Targeting Charmin

     It's August 21, 2013.  I'm sitting in a room at the University Inn adjacent to the Emory University Hospital.  I've been up since before 5:00 am with lots of thoughts wandering the myriad spaces of my mind.  I've chosen to begin this blog to allow those who are interested to follow along on my (ours really because Muggy is definitely a part of this too!) journey that I never even remotely considered a possibility.
     I've got cancer.  That's one of those statements that no one ever wants to make, but, sadly, there seems to be more and more of it in our world today.  My cancer was/is in my tonsils.  I say was as the tonsils were removed on July 29th.  So, the tonsils are gone, but now begins the radiation and chemotherapy.
     A lot of folks, friends and family, are aware of this situation and I can say that it is absolutely amazing to consider the throng that surrounds me in support, thoughts and prayers.  My intent in creating this blog is to provide a place where anyone who cares to can catch up with what's currently happening, or can learn the chronology of these circumstances.
     Muggy and I traveled here to Winship Cancer Center yesterday for an appointment with the radiation oncologist, Dr. Kristin Higgins.  Emory University Hospital is an incredible complex of medical technology and innovation....and it can be a very, very confusing place.  Fortunately, or perhaps unfortunately for me, I've become very familiar with these surroundings.  We spent a lot of time here 2 1/2 years ago when Muggy's lupus flared.  Now we're back for my care.
     As I sat in the waiting room yesterday, I was provided a new perspective on one's circumstances.  Yes, I'm here because I have throat cancer and it might be really easy to settle down into feeling bad and simply saying "why me?"  But, I'm not going to do that.  The primary reason for my determination to not lapse into remorse is I know the God that I serve and I am determined that through this He will be glorified.  But yesterday I was given a new perspective.
     As I waited to be called into the examination room, I overheard a conversation from a couple talking to another patient.  The wife has a tumor the size of a lemon on her brain.  With treatment her prognosis is a five year life expectancy.  She's in her late 40's.  They don't have health insurance and her medications alone are about $10,000/month!!  OMG!  What have I got to feel sorry about.
     The recovery rate for the cancer I have is 90%.  I've got wonderful health insurance.  I'm seeing some of the best doctors in the world.  My otolarnygologist (never knew that word until a few months ago!! Most of us call them ENT doctors) has told me that he fully expects my cancer to be cured.
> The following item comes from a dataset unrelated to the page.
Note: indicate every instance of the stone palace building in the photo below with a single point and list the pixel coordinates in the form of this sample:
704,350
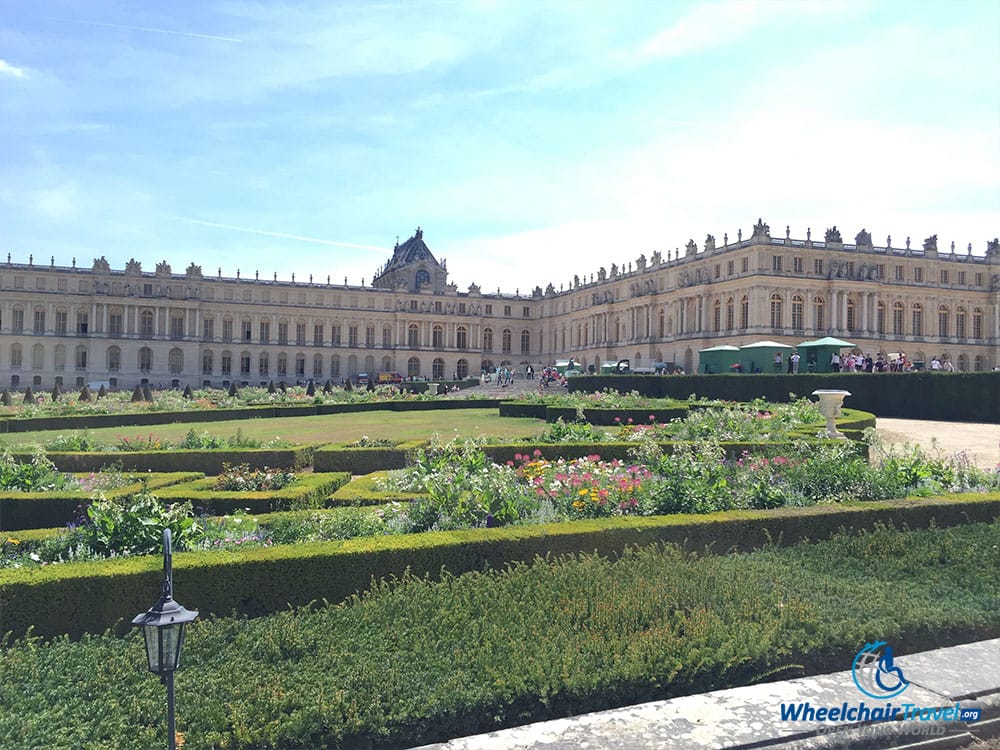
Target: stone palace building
75,325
     So, after being called into the exam room and the nurse had taken vitals, she said Dr. Marcus (fifth year radiation oncology resident) would be in and then, Dr. Higgins would be in after that.  Dr. Marcus arrived a few minutes later and he looked like a fellow that should be on the cover of Gentlemen's Quarterly magazine!  Very pleasant and knowledgeable as he went through the history of how we got to where we are and a brief examination of my throat.  He departed and said he'd be back with Dr. Higgins.
     Now understand, we had been given a handout with Dr. Higgins biography and a picture.  Very pretty young woman, but I have to admit thinking the picture probably was a very flattering photo.  Wow!  Was I wrong!  When Dr. Higgins came in I was struck with how beautiful she is...no kidding!  And knowledgeable, friendly, desiring to be helpful and put our fears and concerns at rest as best she could.  (In conversation later, Muggy said it was like we were in an episode of "Punked" or some reality show like that.  She was waiting for the host to yell "punked!" as the two models who were portraying doctors would step out and the fat, old gray-haired doctor would come in!  For now we have our Doctors Barbie and Ken!)
     Anyway, it was an informative and (strange word for a doctor's appointment) entertaining session. I will likely begin radiation therapy the day after Labor Day.  The therapy regime will last for seven weeks.  There will be a lot of pain, lots of meds and lots of lost weight (a benefit in the midst of the other negatives!).
     We are starting down a path that will prove to be long and arduous.  I am saying now I'm ready for anything, but I know too that there will likely be days I get pretty fed up and overwhelmed.  Keep us in your thoughts and prayers please.
     Today we go to Emory Midtown to meet with the medical oncologist (Chemo doctor) for his insights and instructions.  I will also experience a CT simulation.  As I understand it now, it's the creation of a mask for the radiation treatments to ensure the spot is accurately targeted.  More to follow.  Thanks for reading!!